Yesterday the UK’s Special Immigration Appeals Commission decided that a number of suspected terrorists (the so-called ‘Pathway Students’) could not be deported to Pakistan as they faced a real risk there of being subjected to torture, inhuman or degrading treatment or punishment in contravention of Article 3 of the European Convention on Human Rights. The open decisions are available here and here. This was notwithstanding the fact that the United Kingdom, which had wanted to deport them, had in fact acquired diplomatic assurances/memoranda of understanding from Pakistan assuring that they would not be subjected to any such treatment.

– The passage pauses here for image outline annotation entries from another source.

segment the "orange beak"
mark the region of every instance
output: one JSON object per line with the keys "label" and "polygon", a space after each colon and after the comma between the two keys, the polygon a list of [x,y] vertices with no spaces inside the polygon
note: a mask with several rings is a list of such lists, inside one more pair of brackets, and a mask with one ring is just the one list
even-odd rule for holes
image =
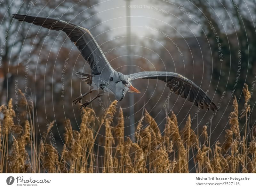
{"label": "orange beak", "polygon": [[132,93],[133,92],[135,92],[135,93],[140,93],[140,92],[139,91],[139,90],[138,90],[136,88],[134,87],[132,87],[131,85],[131,87],[129,87],[129,92],[132,92]]}

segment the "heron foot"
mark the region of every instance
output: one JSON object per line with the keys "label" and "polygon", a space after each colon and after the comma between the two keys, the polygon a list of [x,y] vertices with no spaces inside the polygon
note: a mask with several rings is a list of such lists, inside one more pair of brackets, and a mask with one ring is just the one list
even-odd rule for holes
{"label": "heron foot", "polygon": [[82,99],[83,98],[84,98],[84,96],[88,94],[89,94],[89,93],[90,93],[92,92],[92,90],[90,90],[88,92],[87,92],[86,93],[84,93],[83,95],[82,95],[81,93],[80,93],[80,96],[77,97],[73,101],[73,102],[74,103],[74,105],[75,105],[76,104],[76,103],[77,103],[78,102],[80,103],[81,103]]}
{"label": "heron foot", "polygon": [[90,104],[92,102],[91,101],[88,101],[87,100],[85,101],[85,102],[83,103],[81,105],[81,107],[80,107],[80,108],[79,109],[80,110],[82,109],[83,108],[85,108],[87,106]]}
{"label": "heron foot", "polygon": [[75,105],[78,102],[81,103],[82,102],[82,95],[78,96],[73,101],[73,102],[74,103],[74,105]]}

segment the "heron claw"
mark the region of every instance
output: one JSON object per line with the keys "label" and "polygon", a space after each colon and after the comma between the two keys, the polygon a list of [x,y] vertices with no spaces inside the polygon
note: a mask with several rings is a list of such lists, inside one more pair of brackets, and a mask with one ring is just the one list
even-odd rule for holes
{"label": "heron claw", "polygon": [[81,106],[81,107],[80,107],[80,110],[82,109],[83,108],[85,108],[88,105],[90,104],[91,102],[91,101],[88,101],[88,100],[86,100],[86,101],[85,101],[85,102]]}
{"label": "heron claw", "polygon": [[80,103],[81,102],[82,98],[81,98],[81,96],[80,96],[73,100],[73,102],[74,103],[74,105],[75,105],[77,102],[79,102],[79,103]]}

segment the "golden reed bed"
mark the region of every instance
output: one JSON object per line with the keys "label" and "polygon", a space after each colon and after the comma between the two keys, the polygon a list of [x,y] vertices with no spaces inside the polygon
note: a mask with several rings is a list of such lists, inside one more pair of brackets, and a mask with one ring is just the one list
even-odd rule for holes
{"label": "golden reed bed", "polygon": [[[246,85],[243,92],[246,102],[240,115],[247,120],[251,95]],[[41,139],[38,140],[31,110],[33,102],[20,93],[20,103],[27,108],[25,113],[28,115],[22,126],[14,124],[12,99],[8,107],[0,107],[4,115],[0,125],[0,172],[256,173],[255,134],[247,130],[246,122],[244,133],[248,133],[240,136],[235,97],[234,110],[229,117],[230,129],[226,130],[223,144],[217,141],[210,145],[206,126],[202,133],[196,133],[191,128],[190,116],[184,128],[179,129],[173,112],[167,117],[161,134],[157,124],[145,110],[137,127],[135,141],[132,142],[124,137],[122,109],[119,112],[120,118],[113,125],[111,118],[115,116],[117,103],[115,101],[99,122],[92,110],[84,109],[79,131],[73,130],[67,120],[64,143],[59,153],[55,144],[46,142],[54,122],[49,124]],[[96,122],[100,123],[98,131],[93,131],[92,127]],[[96,140],[100,138],[97,136],[101,128],[105,129],[105,137]],[[249,134],[250,137],[247,137]]]}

The difficulty identified by the SIAC was not necessarily with the deportation so to speak or even with the concept of acquiring such assurances (they are permissible in some cases—see my article here for a quick overview), but rather with the fact that the assurances were to be kept confidential and, as a result, could not really be challenged or measured for compliance. At paragraph 36 of this decision, the SIAC put it thus:
It is theoretically possible that a written private assurance could [be satisfactory], but unless it was written and unequivocal, it would be open to later misunderstanding and would, in any event, be publicly deniable. Verification of a confidential assurance would be problematic and could not provide the protection to an individual which public scrutiny, by the High Commission, by local media, by family and by organisations such as Human Rights Watch and Amnesty International, can provide. For these reasons, we agree with SIAC’s observations in Y and Othman and would not be willing to accept confidential assurances as a sufficient safeguard against prohibited ill-treatment in a state in which otherwise there was a real risk that it would occur.
This is yet another set-back for the UK in its attempt to find ways around the European Court of Human Right’s decision in Chahal, since reinforced as absolute in Saadi (case | comment) that Article 3 includes an absolute obligation not to expel anyone to a country where they might be subjected to treatment that violates it.
Article 3 provides:
No one shall be subjected to torture or to inhuman or degrading treatment or punishment.

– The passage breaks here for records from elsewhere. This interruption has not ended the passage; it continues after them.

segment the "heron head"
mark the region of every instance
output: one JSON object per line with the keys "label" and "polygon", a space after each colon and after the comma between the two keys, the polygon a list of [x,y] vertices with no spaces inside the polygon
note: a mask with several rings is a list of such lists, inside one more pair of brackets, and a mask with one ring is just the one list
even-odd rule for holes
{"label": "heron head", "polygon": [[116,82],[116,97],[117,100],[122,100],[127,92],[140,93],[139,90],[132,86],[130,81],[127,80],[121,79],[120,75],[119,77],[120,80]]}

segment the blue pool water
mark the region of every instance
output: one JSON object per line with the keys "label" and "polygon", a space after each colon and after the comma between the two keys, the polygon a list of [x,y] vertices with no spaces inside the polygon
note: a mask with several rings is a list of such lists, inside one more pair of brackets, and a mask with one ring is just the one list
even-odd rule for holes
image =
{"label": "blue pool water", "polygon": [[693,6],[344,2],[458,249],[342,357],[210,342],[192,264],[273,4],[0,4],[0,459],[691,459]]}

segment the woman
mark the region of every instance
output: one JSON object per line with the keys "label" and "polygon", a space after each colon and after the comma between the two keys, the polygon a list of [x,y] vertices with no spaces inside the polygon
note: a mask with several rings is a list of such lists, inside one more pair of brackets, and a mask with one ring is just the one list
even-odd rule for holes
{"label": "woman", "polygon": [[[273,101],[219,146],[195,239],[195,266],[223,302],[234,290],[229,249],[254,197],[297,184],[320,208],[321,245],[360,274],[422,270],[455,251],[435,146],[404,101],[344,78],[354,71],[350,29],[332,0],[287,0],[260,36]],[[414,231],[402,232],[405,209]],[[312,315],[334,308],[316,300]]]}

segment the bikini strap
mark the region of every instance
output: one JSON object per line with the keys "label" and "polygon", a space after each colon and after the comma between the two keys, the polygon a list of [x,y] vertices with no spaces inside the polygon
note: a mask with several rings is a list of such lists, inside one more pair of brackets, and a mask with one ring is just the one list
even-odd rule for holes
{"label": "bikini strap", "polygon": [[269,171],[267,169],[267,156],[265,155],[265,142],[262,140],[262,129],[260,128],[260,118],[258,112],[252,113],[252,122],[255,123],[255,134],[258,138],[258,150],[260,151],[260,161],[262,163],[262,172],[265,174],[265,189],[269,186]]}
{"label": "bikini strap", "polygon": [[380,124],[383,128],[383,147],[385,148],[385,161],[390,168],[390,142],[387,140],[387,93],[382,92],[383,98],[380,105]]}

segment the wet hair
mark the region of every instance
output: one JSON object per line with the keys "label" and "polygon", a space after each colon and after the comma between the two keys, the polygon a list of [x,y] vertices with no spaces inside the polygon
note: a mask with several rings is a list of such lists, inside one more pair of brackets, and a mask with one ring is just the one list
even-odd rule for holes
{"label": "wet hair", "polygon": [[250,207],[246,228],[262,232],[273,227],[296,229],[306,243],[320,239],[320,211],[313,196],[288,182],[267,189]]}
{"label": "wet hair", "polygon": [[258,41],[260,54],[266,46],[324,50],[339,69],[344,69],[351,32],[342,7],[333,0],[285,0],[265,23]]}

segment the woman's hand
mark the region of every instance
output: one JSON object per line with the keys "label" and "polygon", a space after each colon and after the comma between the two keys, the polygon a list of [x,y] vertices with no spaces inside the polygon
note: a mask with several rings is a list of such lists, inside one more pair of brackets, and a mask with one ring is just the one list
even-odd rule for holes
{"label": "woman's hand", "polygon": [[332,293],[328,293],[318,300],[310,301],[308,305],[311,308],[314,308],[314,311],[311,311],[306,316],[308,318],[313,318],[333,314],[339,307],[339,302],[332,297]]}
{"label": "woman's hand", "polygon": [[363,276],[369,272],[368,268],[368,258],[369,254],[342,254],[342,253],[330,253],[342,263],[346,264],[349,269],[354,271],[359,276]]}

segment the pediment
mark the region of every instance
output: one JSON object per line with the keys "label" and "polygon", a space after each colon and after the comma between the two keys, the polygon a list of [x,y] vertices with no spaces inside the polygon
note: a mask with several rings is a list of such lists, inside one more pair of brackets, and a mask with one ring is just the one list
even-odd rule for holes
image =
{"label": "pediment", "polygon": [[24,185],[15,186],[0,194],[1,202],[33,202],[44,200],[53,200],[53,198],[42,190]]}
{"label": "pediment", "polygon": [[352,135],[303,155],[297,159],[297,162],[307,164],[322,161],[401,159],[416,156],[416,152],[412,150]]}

Since the attacks of 11 September 2001 and the beginning of the ‘War on Terrorism’ the United Kingdom has been challenging the absoluteness of the Chahal principle. Indeed, acting as an intervenor in Saadi v Italy, the UK argued that the principle needed recalibration in light of the exceptionality of the threat posed by Al Qaeda and associated forces. They thought that the extent of the risk the prospective deportee would have to prove should be higher where s/he had been identified as a terror suspect. The Strasbourg Court, however, rejected that proposition finding instead that the protection from torture is absolute, therefore no matter how dangerous a person might be thought to be there could never be any grounds for reducing that protection by increasing the burden on the individual to prove level of risk. In Saadi the Court did not reject the capacity of assurances between governments to satisfy a state’s Article 3 obligation of non-refoulement (as it is known), but reinforced the principle that these assurances must be capable of protecting the individual in a practical sense.

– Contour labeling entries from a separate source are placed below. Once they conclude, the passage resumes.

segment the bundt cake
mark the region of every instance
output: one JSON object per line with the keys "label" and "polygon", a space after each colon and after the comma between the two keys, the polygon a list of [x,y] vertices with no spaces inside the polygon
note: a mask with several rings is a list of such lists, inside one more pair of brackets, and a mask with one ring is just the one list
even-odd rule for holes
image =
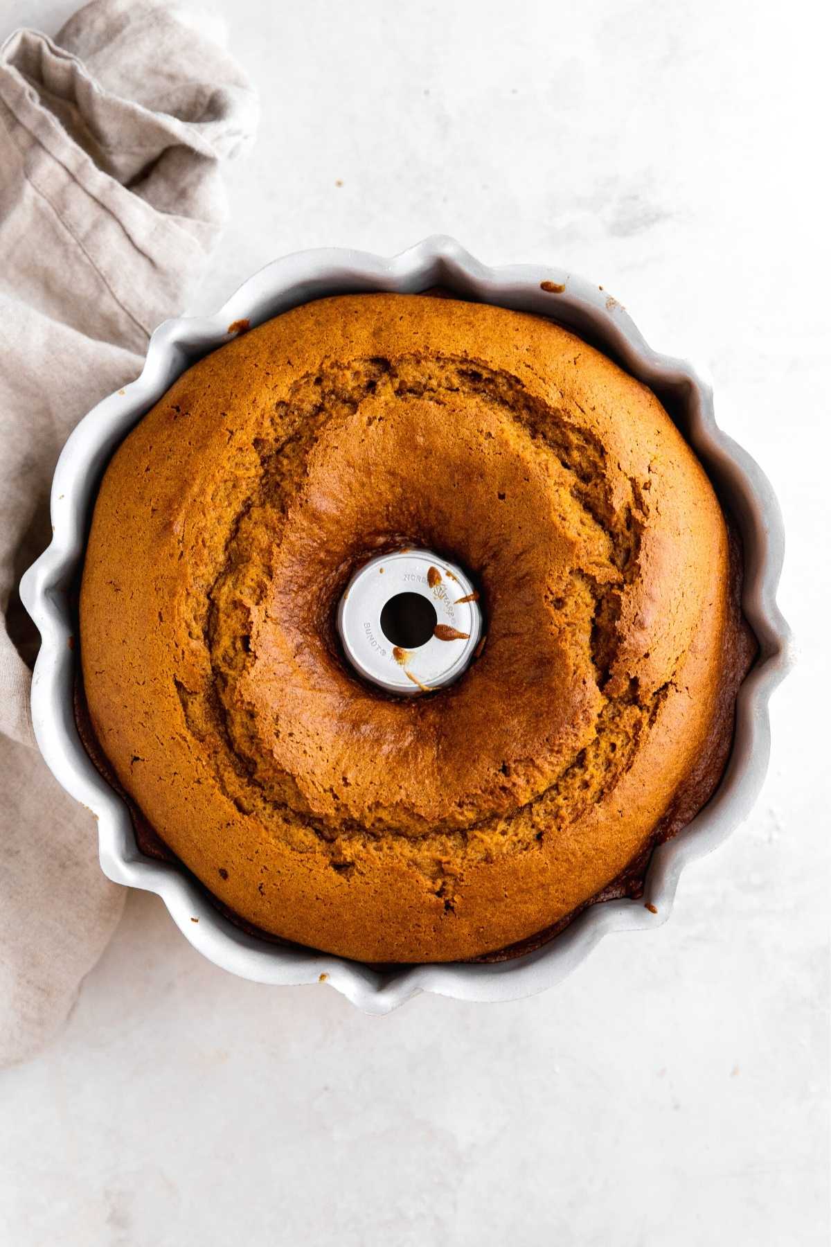
{"label": "bundt cake", "polygon": [[[399,696],[336,616],[407,549],[463,570],[481,640]],[[238,920],[373,963],[503,956],[637,892],[713,792],[740,584],[690,446],[597,349],[486,304],[325,298],[199,360],[112,458],[83,695],[113,779]]]}

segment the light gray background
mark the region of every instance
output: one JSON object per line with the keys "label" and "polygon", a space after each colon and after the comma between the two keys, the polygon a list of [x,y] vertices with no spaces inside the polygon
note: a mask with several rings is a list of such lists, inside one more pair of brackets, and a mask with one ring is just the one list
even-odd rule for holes
{"label": "light gray background", "polygon": [[[0,32],[72,7],[0,0]],[[132,894],[61,1040],[1,1080],[4,1243],[827,1242],[825,9],[213,5],[263,123],[194,309],[287,251],[432,232],[593,277],[709,364],[771,475],[801,667],[748,826],[548,995],[370,1019],[232,979]]]}

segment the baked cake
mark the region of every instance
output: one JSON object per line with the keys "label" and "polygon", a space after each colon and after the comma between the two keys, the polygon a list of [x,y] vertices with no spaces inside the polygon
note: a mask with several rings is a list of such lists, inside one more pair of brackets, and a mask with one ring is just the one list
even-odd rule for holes
{"label": "baked cake", "polygon": [[[396,697],[335,615],[407,546],[465,569],[486,638]],[[704,470],[610,359],[503,308],[326,298],[193,365],[115,454],[83,692],[133,807],[239,920],[374,963],[507,955],[635,890],[713,792],[739,590]]]}

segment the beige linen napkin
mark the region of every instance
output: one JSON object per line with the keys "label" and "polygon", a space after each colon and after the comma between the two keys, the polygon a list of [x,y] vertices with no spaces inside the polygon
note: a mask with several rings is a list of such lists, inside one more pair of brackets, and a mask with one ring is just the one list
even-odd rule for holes
{"label": "beige linen napkin", "polygon": [[141,370],[222,226],[257,100],[217,35],[177,4],[93,0],[0,50],[0,1065],[57,1031],[123,904],[35,748],[16,586],[66,436]]}

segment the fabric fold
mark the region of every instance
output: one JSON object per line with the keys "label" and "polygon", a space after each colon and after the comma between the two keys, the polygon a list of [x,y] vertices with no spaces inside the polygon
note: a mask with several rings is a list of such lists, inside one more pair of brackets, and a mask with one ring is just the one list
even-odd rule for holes
{"label": "fabric fold", "polygon": [[0,1064],[56,1033],[123,904],[34,746],[17,580],[64,441],[187,302],[255,125],[219,25],[159,0],[93,0],[0,49]]}

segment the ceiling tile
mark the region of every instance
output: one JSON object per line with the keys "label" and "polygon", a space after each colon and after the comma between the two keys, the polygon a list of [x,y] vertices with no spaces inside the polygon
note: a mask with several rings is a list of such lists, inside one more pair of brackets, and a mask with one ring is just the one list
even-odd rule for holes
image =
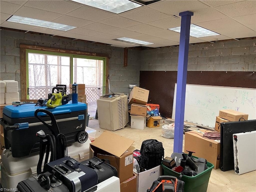
{"label": "ceiling tile", "polygon": [[56,0],[30,0],[24,5],[27,7],[61,14],[65,14],[82,6],[70,1]]}
{"label": "ceiling tile", "polygon": [[160,31],[162,29],[158,27],[154,27],[146,24],[141,24],[131,27],[125,28],[124,29],[130,30],[131,31],[137,32],[138,33],[147,34],[150,32]]}
{"label": "ceiling tile", "polygon": [[170,31],[168,29],[148,33],[148,34],[177,42],[180,41],[180,33]]}
{"label": "ceiling tile", "polygon": [[140,45],[135,45],[134,44],[132,44],[131,43],[127,43],[124,42],[121,42],[118,41],[116,41],[116,42],[113,43],[113,44],[112,44],[112,45],[111,45],[112,46],[122,47],[124,48],[126,47],[133,47],[141,46]]}
{"label": "ceiling tile", "polygon": [[209,7],[199,1],[167,0],[160,1],[148,6],[152,9],[169,15],[177,15],[186,11],[194,12]]}
{"label": "ceiling tile", "polygon": [[4,21],[6,21],[6,20],[11,16],[12,16],[12,15],[1,13],[1,14],[0,14],[0,20],[1,20],[1,23],[2,23]]}
{"label": "ceiling tile", "polygon": [[101,38],[102,39],[108,39],[109,40],[111,40],[112,39],[116,39],[117,38],[120,38],[123,37],[121,36],[118,36],[116,35],[112,35],[111,34],[108,34],[106,33],[102,33],[97,35],[94,35],[94,37]]}
{"label": "ceiling tile", "polygon": [[180,19],[174,17],[170,17],[157,21],[149,22],[147,23],[147,24],[162,29],[166,29],[180,26],[181,22]]}
{"label": "ceiling tile", "polygon": [[102,32],[108,32],[119,29],[119,28],[113,26],[96,22],[86,25],[83,27],[82,28]]}
{"label": "ceiling tile", "polygon": [[216,32],[232,38],[239,38],[256,36],[256,32],[241,25],[239,27],[216,30]]}
{"label": "ceiling tile", "polygon": [[76,28],[76,29],[70,30],[69,32],[72,33],[75,33],[76,34],[86,35],[87,36],[92,36],[100,33],[100,32],[92,31],[88,29],[83,29],[82,28]]}
{"label": "ceiling tile", "polygon": [[[180,41],[179,41],[179,42]],[[207,41],[202,40],[202,39],[198,39],[198,38],[196,38],[195,37],[192,37],[190,36],[189,37],[189,43],[202,43],[206,42]],[[179,43],[179,44],[180,43]]]}
{"label": "ceiling tile", "polygon": [[233,18],[244,25],[256,24],[256,14],[234,17]]}
{"label": "ceiling tile", "polygon": [[252,25],[246,25],[246,27],[250,28],[251,29],[252,29],[254,31],[256,31],[256,24],[252,24]]}
{"label": "ceiling tile", "polygon": [[144,47],[147,47],[156,48],[156,47],[166,47],[166,45],[156,44],[151,44],[150,45],[143,45],[143,46]]}
{"label": "ceiling tile", "polygon": [[28,1],[24,1],[24,0],[9,0],[9,1],[2,1],[2,0],[1,0],[1,2],[2,1],[5,1],[6,2],[8,2],[9,3],[14,3],[14,4],[17,4],[17,5],[22,5],[24,4],[25,3],[26,3],[26,2],[27,2]]}
{"label": "ceiling tile", "polygon": [[74,33],[70,33],[69,32],[65,32],[65,33],[62,33],[58,35],[59,36],[62,37],[69,37],[70,38],[72,38],[73,39],[82,39],[81,38],[85,38],[88,37],[88,36],[86,36],[85,35],[80,35],[78,34],[76,34]]}
{"label": "ceiling tile", "polygon": [[256,1],[242,1],[216,8],[230,17],[236,17],[256,13]]}
{"label": "ceiling tile", "polygon": [[166,14],[145,6],[119,14],[119,15],[142,23],[147,23],[169,17]]}
{"label": "ceiling tile", "polygon": [[13,23],[12,22],[9,22],[8,21],[5,21],[3,23],[1,24],[1,26],[7,28],[11,28],[12,29],[24,30],[25,31],[30,31],[37,27],[36,26],[32,26],[31,25],[25,25],[25,24]]}
{"label": "ceiling tile", "polygon": [[167,40],[166,39],[158,38],[158,37],[152,37],[150,38],[150,42],[156,44],[160,44],[165,46],[175,45],[178,44],[178,42]]}
{"label": "ceiling tile", "polygon": [[195,11],[194,13],[194,16],[191,17],[191,22],[199,23],[227,17],[227,16],[215,10],[214,8],[210,8]]}
{"label": "ceiling tile", "polygon": [[118,29],[116,31],[110,31],[108,32],[107,33],[125,37],[130,37],[131,36],[134,36],[134,35],[139,35],[140,34],[139,33],[137,33],[134,31],[131,31],[123,29]]}
{"label": "ceiling tile", "polygon": [[63,15],[56,19],[54,19],[52,21],[52,22],[79,27],[88,25],[93,23],[94,22],[67,15]]}
{"label": "ceiling tile", "polygon": [[104,19],[99,22],[122,28],[140,24],[140,23],[139,22],[120,16],[115,16],[111,18]]}
{"label": "ceiling tile", "polygon": [[215,35],[213,36],[210,36],[209,37],[200,37],[200,38],[197,38],[197,39],[201,39],[206,41],[220,41],[220,40],[225,40],[226,39],[230,39],[232,38],[225,36],[222,35]]}
{"label": "ceiling tile", "polygon": [[39,27],[37,28],[32,30],[32,31],[37,32],[38,33],[44,33],[45,34],[49,34],[50,35],[59,35],[63,33],[63,31],[60,30],[56,30],[55,29],[49,29],[48,28],[45,28],[44,27]]}
{"label": "ceiling tile", "polygon": [[228,4],[231,4],[232,3],[237,3],[240,1],[242,1],[244,0],[201,0],[202,2],[203,2],[206,4],[208,4],[211,6],[215,7],[218,7],[219,6],[221,6],[222,5],[227,5]]}
{"label": "ceiling tile", "polygon": [[62,15],[58,13],[41,10],[30,7],[22,6],[16,11],[15,15],[22,17],[29,17],[33,19],[51,21]]}
{"label": "ceiling tile", "polygon": [[238,27],[241,25],[241,24],[238,22],[230,18],[226,18],[202,23],[195,23],[195,24],[209,30],[213,30],[214,31],[216,29],[228,28],[230,27]]}
{"label": "ceiling tile", "polygon": [[0,10],[1,13],[12,14],[18,10],[20,6],[5,1],[0,1]]}
{"label": "ceiling tile", "polygon": [[147,41],[148,42],[151,42],[150,40],[156,37],[153,37],[150,35],[145,35],[145,34],[140,34],[138,35],[132,36],[131,38],[137,40],[140,40],[141,41]]}
{"label": "ceiling tile", "polygon": [[83,6],[67,14],[70,16],[94,21],[100,21],[116,15],[115,14],[87,6]]}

It is difficult to see how the authorities can make any effective progress in the suppression or even restriction of terrorist activities in this country if their hands are so firmly tied behind their backs by the manacles forged under Article 3. If the new government’s anti-terrorism strategy is to be picked out of the ruinous state in which it currently lies, it is to be hoped that judicial bodies like SIAC do not continue to reject out of hand destination countries’ reassurances as to the safety of deportees, or good evidence of such safety merely because it has to remain confidential. Continued deference to this broad interpretation of Article 3, ever requiring a country to put its own security at risk, makes a mockery of the Convention in general and the Article 2 in particular, which is after all designed to protect the right to life of people living within the signatory state’s own jurisdiction.
I don’t think I can agree with the tenor of this conclusion. Does forcing the State to at least be open about its assurances with the recipient state constitute tying its hands behind its back, especially when—at bottom—the acquisition of such assurances is an implicit acknowledgment that the individual is at risk in the recipient state? Otherwise, why would such an assurance be necessary? I don’t think that this constitutes a rejection “out of hand” of such assurances, but merely an insistence that these assurances would be adequate and that includes them being subject to some kind of monitoring or challenge. Such monitoring or challenge is not, in my view, possible where there is extreme secrecy around their contents. I suspect that Rosalind and I are approaching this from entirely different angles. For me it is not decisions such as this that “make a mockery of the Convention in general”; rather such decisions are in my view attempting very strongly to strike an appropriate balance (with due apologies for and acknowledgment of the difficulty associated with using the term) between a State’s legitimate security concerns and a State’s obligation to protect all those within its jurisdiction under the Convention. Of course, the decision may spur on those who want to see an end to the Human Rights Act, as Colin has written about below. This, in my view, is far more worrying than its impact on UK counter-terrorism.